Here's how the MMU translates an la to a pa:

   uint
   translate (uint la, bool user, bool write)
   {
     uint pde; 
     pde = read_mem (%CR3 + 4*(la >> 22));
     access (pde, user, write);
     pte = read_mem ( (pde & 0xfffff000) + 4*((la >> 12) & 0x3ff));
     access (pte, user, write);
     return (pte & 0xfffff000) + (la & 0xfff);
   }

   // check protection. pxe is a pte or pde.
   // user is true if CPL==3
   void
   access (uint pxe, bool user, bool write)
   {
     if (!(pxe & PG_P)  
        => page fault -- page not present
     if (!(pxe & PG_U) && user)
        => page fault -- not access for user
   
     if (write && !(pxe & PG_W)) {
       if (user)   
          => page fault -- not writable
       if (%CR0 & CR0_WP) 
          => page fault -- not writable
     }
   }

Can we use paging to limit what memory an app can read/write?

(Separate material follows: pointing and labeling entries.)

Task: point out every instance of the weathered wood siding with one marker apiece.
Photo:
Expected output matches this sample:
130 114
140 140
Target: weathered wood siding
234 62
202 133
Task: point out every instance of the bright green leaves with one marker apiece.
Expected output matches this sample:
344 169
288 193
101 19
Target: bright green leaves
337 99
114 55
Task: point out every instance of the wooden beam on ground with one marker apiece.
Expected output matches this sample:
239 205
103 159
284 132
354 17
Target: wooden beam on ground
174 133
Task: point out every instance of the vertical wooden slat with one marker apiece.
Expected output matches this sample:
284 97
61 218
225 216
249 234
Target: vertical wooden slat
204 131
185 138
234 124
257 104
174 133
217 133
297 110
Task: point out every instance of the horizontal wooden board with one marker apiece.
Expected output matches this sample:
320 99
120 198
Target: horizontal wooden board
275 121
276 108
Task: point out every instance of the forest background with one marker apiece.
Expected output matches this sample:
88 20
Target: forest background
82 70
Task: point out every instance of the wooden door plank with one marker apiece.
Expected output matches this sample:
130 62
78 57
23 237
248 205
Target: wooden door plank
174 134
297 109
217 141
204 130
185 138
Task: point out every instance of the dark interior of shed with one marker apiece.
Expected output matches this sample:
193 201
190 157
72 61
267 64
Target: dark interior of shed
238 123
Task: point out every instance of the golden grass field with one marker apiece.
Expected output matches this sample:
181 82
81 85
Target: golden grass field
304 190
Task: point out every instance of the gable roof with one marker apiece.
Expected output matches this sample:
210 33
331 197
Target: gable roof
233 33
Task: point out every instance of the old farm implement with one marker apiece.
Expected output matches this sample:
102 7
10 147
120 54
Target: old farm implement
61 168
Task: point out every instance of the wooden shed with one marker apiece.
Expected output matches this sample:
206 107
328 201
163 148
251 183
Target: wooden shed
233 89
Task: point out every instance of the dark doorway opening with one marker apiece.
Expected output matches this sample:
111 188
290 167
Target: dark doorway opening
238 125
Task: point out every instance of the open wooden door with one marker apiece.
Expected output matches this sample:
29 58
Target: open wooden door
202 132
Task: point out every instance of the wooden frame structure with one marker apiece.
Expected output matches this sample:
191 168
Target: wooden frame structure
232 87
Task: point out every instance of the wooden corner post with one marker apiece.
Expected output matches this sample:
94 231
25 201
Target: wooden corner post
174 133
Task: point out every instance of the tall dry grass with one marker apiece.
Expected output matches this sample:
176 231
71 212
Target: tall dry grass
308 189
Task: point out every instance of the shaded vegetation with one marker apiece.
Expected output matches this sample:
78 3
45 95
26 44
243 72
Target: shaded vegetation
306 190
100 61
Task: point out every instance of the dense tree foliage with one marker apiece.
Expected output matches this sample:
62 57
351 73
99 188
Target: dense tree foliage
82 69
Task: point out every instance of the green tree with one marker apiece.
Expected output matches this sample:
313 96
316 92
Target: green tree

user can't modify cr3 (requires privilege)
is that enough?
could user modify page tables? after all, they are in memory.

Who stores what?

cr3: physical address
GDT descriptor: linear address
IDT descriptor: virtual address

Pintos:

Kernel mapped in top 1GB of every process address space
Kernel pages have PG_U bit 0
Dealing with user pointers -- three options:
- Convert user pointer to kernel pointer (in kernel's address space) by walking the page table in software. Then dereference kernel pointer
- Check user pointer by walking the page table in software. Then dereference user pointer
- Dereference user pointer at select code locations only (e.g., copy_from_user, copy_to_user). If there is a bad pointer, it will cause a page fault. The page fault handler can check eip to see if it is one of the copy_xx_user functions. If so, the handler can kill the process and cleanup it's state.
- When will two virtual addresses in the same page table point to a common physical address?
- When will two virtual addresses in two different page tables point to a common physical address?

Page tables vs. Segmentation

Good: Pages are easy to allocate (keep a list of available pages and just allocate the first available).
Good: Pages are easy to swap as everything is same size and pages are usually same size as disk blocks.
Bad: Page tables can become very large (need one entry for each page-sized unit of virtual memory).